GFS2: Reduce file fragmentation
This patch reduces GFS2 file fragmentation by pre-reserving blocks. The
resulting improved on disk layout greatly speeds up operations in cases
which would have resulted in interlaced allocation of blocks previously.
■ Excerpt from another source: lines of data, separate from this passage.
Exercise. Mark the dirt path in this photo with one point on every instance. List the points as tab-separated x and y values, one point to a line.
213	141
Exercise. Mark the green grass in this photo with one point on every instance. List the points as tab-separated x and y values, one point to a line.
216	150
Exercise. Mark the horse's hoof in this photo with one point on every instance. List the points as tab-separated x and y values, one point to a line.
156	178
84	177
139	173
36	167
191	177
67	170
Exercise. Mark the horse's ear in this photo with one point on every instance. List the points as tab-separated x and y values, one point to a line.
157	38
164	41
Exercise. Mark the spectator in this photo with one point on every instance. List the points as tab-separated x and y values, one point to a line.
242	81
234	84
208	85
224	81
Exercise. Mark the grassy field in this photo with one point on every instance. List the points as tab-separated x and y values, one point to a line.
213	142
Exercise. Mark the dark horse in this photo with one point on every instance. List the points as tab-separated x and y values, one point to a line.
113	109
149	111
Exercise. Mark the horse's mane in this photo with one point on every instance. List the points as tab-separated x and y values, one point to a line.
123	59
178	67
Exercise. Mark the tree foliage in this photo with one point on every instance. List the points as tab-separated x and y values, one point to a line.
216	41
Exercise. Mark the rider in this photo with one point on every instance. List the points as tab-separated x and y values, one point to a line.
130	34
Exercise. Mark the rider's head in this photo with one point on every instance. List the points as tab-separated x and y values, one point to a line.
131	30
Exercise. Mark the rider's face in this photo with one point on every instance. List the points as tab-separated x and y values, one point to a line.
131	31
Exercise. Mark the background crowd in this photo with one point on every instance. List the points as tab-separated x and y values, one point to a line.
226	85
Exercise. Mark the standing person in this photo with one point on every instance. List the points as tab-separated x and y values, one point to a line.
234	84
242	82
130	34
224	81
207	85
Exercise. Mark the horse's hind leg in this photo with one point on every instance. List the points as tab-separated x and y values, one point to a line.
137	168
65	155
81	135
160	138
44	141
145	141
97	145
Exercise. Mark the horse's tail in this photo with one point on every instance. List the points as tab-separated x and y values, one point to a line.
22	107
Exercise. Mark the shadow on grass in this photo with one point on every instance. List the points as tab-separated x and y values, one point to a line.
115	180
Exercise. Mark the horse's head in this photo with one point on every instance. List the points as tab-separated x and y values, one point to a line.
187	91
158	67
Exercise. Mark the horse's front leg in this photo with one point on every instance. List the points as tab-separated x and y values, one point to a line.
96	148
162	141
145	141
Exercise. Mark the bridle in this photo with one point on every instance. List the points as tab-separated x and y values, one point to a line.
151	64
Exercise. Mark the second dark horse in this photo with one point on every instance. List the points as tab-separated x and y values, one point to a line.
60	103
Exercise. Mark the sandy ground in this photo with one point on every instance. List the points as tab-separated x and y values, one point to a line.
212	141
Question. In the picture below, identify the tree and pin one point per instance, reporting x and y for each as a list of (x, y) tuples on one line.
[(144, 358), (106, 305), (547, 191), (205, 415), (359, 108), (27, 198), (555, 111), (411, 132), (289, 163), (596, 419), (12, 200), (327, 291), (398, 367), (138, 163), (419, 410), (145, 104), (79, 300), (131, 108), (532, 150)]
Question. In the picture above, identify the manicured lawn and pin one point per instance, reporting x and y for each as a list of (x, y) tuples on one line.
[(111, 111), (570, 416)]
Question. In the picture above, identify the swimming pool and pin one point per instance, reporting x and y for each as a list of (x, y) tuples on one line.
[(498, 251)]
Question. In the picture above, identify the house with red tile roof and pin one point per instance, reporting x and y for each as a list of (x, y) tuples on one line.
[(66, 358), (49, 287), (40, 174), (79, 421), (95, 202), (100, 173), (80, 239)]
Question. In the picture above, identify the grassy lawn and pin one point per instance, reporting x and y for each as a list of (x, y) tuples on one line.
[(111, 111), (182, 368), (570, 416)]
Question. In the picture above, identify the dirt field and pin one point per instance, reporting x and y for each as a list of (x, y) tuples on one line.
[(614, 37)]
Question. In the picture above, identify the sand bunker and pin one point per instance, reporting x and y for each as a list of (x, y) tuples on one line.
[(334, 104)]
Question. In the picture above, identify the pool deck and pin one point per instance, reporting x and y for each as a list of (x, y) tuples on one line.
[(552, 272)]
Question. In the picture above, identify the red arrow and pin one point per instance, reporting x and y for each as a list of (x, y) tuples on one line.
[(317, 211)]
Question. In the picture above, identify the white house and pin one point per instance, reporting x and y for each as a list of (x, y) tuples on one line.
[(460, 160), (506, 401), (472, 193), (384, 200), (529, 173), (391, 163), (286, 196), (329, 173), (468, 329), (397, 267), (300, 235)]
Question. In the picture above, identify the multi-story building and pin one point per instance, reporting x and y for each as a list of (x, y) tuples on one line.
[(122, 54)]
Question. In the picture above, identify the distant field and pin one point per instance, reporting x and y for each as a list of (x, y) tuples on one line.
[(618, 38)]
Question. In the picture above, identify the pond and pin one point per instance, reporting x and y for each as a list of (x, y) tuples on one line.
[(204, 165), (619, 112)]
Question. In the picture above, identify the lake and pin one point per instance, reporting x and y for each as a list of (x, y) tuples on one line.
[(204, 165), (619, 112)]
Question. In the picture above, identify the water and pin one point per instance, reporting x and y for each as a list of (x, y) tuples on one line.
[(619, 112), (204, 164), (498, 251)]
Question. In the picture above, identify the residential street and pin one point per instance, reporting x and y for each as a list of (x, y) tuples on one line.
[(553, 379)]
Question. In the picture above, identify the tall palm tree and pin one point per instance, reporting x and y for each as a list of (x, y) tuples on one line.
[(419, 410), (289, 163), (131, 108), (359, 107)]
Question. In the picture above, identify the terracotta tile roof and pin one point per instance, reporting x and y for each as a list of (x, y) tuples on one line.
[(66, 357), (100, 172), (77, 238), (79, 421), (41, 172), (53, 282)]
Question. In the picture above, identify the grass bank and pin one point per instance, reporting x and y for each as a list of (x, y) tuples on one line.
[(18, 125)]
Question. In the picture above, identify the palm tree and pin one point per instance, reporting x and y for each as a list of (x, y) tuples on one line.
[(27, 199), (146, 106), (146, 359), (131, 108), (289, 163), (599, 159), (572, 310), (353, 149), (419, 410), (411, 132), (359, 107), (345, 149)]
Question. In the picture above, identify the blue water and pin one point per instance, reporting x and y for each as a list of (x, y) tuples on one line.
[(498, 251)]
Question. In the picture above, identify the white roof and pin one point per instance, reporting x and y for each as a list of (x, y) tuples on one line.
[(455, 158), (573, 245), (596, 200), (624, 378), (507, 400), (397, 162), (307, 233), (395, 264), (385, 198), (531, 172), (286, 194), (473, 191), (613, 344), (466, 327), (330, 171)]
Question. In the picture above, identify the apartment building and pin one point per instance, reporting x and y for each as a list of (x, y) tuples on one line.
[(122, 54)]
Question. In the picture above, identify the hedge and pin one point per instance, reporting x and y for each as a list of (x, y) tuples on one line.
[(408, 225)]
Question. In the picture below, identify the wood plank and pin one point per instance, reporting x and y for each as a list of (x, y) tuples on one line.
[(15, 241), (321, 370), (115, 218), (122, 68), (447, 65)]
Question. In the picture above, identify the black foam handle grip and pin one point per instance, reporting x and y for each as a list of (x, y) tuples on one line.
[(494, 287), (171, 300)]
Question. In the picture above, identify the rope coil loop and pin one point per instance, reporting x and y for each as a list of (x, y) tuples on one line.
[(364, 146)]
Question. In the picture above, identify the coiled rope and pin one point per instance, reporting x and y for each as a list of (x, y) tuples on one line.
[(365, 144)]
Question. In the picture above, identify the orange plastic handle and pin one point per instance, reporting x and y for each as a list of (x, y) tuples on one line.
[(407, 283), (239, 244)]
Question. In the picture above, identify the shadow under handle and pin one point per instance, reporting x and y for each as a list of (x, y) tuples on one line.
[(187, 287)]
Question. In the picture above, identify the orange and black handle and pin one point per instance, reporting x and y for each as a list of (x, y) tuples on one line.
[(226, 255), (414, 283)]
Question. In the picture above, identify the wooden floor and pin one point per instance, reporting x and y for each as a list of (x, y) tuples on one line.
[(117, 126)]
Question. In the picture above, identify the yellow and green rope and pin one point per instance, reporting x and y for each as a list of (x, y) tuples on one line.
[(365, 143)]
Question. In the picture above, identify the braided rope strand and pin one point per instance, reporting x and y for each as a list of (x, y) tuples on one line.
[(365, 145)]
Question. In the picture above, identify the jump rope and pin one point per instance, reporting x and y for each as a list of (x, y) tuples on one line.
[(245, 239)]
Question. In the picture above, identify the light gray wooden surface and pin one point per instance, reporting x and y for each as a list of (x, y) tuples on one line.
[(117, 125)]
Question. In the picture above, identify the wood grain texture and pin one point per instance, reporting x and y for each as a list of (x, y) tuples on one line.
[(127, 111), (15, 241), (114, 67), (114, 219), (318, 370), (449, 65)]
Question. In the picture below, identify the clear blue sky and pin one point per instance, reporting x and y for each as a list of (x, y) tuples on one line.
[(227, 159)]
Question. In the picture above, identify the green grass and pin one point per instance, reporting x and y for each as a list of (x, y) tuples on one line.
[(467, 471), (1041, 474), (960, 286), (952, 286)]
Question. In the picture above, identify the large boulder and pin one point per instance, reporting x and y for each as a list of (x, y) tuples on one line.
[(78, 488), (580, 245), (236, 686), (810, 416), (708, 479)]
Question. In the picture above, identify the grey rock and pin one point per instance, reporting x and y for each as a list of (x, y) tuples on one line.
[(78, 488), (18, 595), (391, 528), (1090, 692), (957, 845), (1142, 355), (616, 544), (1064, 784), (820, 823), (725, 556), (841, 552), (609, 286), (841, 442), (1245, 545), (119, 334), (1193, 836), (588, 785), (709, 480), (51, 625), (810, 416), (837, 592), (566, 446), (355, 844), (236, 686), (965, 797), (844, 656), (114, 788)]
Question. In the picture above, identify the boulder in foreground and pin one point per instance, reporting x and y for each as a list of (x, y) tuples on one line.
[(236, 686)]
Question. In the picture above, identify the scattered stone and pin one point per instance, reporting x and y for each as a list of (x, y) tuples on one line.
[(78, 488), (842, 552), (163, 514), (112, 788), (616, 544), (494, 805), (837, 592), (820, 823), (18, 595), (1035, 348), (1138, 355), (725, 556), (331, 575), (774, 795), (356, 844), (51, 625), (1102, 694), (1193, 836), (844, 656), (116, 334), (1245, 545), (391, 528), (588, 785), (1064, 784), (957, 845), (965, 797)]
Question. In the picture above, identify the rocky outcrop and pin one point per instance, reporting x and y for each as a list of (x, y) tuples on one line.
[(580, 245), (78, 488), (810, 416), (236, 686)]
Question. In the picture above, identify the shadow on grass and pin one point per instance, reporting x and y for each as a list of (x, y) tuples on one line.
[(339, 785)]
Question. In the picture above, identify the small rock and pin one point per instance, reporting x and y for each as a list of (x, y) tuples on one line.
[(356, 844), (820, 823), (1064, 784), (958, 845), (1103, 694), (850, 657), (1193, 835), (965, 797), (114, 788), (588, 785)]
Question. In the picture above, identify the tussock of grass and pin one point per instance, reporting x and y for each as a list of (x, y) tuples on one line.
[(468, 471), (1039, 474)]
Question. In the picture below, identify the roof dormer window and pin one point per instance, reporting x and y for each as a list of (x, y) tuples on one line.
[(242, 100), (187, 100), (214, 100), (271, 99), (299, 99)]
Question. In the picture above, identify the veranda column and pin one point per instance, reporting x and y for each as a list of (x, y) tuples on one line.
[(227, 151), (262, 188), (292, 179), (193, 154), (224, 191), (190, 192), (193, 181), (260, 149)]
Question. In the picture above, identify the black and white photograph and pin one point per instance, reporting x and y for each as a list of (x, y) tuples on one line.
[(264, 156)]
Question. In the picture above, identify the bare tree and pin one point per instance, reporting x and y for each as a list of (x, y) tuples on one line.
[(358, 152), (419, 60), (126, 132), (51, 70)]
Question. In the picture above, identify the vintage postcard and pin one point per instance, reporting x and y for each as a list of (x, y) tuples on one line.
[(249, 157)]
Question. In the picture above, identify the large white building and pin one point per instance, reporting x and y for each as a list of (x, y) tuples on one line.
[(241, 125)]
A typical example of this is 10 parallel dd processes, each writing to a
file in a common dirctory.
The implementation uses an rbtree of reservations attached to each
resource group (and each inode).
Signed-off-by: Bob Peterson <rpeterso@redhat.com>
Signed-off-by: Steven Whitehouse <swhiteho@redhat.com>
diff --git a/fs/gfs2/inode.c b/fs/gfs2/inode.c
index 2b035e0..c53c67e 100644
--- a/fs/gfs2/inode.c
+++ b/fs/gfs2/inode.c
@@ -521,6 +521,9 @@
int error;
munge_mode_uid_gid(dip, &mode, &uid, &gid);
+ error = gfs2_rindex_update(sdp);
+ if (error)
+ return error;
error = gfs2_quota_lock(dip, uid, gid);
if (error)
@@ -551,6 +554,10 @@
struct buffer_head *dibh;
int error;
+ error = gfs2_rindex_update(sdp);
+ if (error)
+ return error;
+
error = gfs2_quota_lock(dip, NO_QUOTA_CHANGE, NO_QUOTA_CHANGE);
if (error)
goto fail;
@@ -596,7 +603,8 @@
gfs2_trans_end(sdp);
fail_ipreserv:
- gfs2_inplace_release(dip);
+ if (alloc_required)
+ gfs2_inplace_release(dip);
fail_quota_locks:
gfs2_quota_unlock(dip);
@@ -647,7 +655,7 @@
const struct qstr *name = &dentry->d_name;
struct gfs2_holder ghs[2];
struct inode *inode = NULL;
- struct gfs2_inode *dip = GFS2_I(dir);
+ struct gfs2_inode *dip = GFS2_I(dir), *ip;
struct gfs2_sbd *sdp = GFS2_SB(&dip->i_inode);
struct gfs2_inum_host inum = { .no_addr = 0, .no_formal_ino = 0 };
int error;
@@ -657,6 +665,11 @@
if (!name->len || name->len > GFS2_FNAMESIZE)
return -ENAMETOOLONG;
+ /* We need a reservation to allocate the new dinode block. The
+ directory ip temporarily points to the reservation, but this is
+ being done to get a set of contiguous blocks for the new dinode.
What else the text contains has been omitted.